San Paolo ci esorta a stare uniti

e fedeli alla sua Parola,

niente disordini, niente liti, niente divisioni.

Nessuno è di Apollo, né di Cefa, né di Paolo.

Tutti noi siamo nati da Cristo.

Come è amaro vedere Papa contro cardinali,

tutti divisi tra di loro.

Lotte tra di loro, lotte tra il potere.

E’ una vergogna e la gente si scandalizza.

Vediamo Papa contro cardinali,

cardinali contro cardinali,

vescovi contro vescovi.

La disunione appartiene al malvagio.

I vescovi e i preti non mettono mai giudizio.

Ritorniamo alla comunione fraterna,

siamo uniti nella sua Parola.

Abbiamo diviso Cristo,

Cristo è denaro, Cristo è possesso,

Cristo è opprimere le coscienze

nelle nostre chiese,

buttando fuori chi ha bisogno

della sua misericordia.

Tutti amano posti di onore, posti di potere,

posti di successo, posti per opprimere

il fratello e gli amici.

Cristo nel vangelo ci propone di superare

le divisioni, di superare il maligno.

Basta una barca per annunciare la quiete.

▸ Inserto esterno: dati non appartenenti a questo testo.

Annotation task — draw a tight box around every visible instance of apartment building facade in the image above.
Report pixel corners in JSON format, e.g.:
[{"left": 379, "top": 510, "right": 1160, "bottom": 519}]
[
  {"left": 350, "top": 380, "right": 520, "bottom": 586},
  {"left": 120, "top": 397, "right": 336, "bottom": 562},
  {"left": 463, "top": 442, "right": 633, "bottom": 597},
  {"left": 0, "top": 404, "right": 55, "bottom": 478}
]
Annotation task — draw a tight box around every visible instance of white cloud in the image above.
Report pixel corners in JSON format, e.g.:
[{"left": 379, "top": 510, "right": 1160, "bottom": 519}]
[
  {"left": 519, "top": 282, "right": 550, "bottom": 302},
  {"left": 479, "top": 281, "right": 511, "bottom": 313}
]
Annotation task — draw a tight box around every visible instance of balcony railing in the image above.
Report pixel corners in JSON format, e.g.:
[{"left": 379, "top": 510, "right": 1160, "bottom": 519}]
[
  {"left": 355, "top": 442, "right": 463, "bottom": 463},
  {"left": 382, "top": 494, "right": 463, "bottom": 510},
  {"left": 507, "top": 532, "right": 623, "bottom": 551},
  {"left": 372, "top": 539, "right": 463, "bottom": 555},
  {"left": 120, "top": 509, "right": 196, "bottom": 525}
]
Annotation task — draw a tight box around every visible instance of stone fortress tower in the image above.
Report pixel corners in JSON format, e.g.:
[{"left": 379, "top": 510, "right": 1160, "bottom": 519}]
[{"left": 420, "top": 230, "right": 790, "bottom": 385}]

Basta una barca per non affondare

nella trappola del denaro.

Cristo guarisce una moltitudine di malati,

su quella barca che siamo tutti noi.

Noi siamo quella barca

che procede contro le tempeste.

Molti sono stati guariti

dalle malattie e dal maligno.

Tutti vogliono toccare il suo mantello.

Anche in noi quante superstizioni

per credere alla forza del suo Spirito.

Nelle nostre chiese tutti urlano

al potere del denaro: denaro per la luce,

denaro per le pulizie,

denaro per il restauro.

Forse uno di noi è vestito più splendido

di un giglio o di un gabbiano

che vibra in alto nel cielo?

Facciamo persino santi per acquietare

le nostre coscienze.

Quanto denaro è nelle nostre tasche?

Anche il maligno ostenta

di scongiurare Cristo.

Cristo svela agli umili

la gioia della guarigione.

Non possiamo avere paura

del denaro e della forza delle cattiverie.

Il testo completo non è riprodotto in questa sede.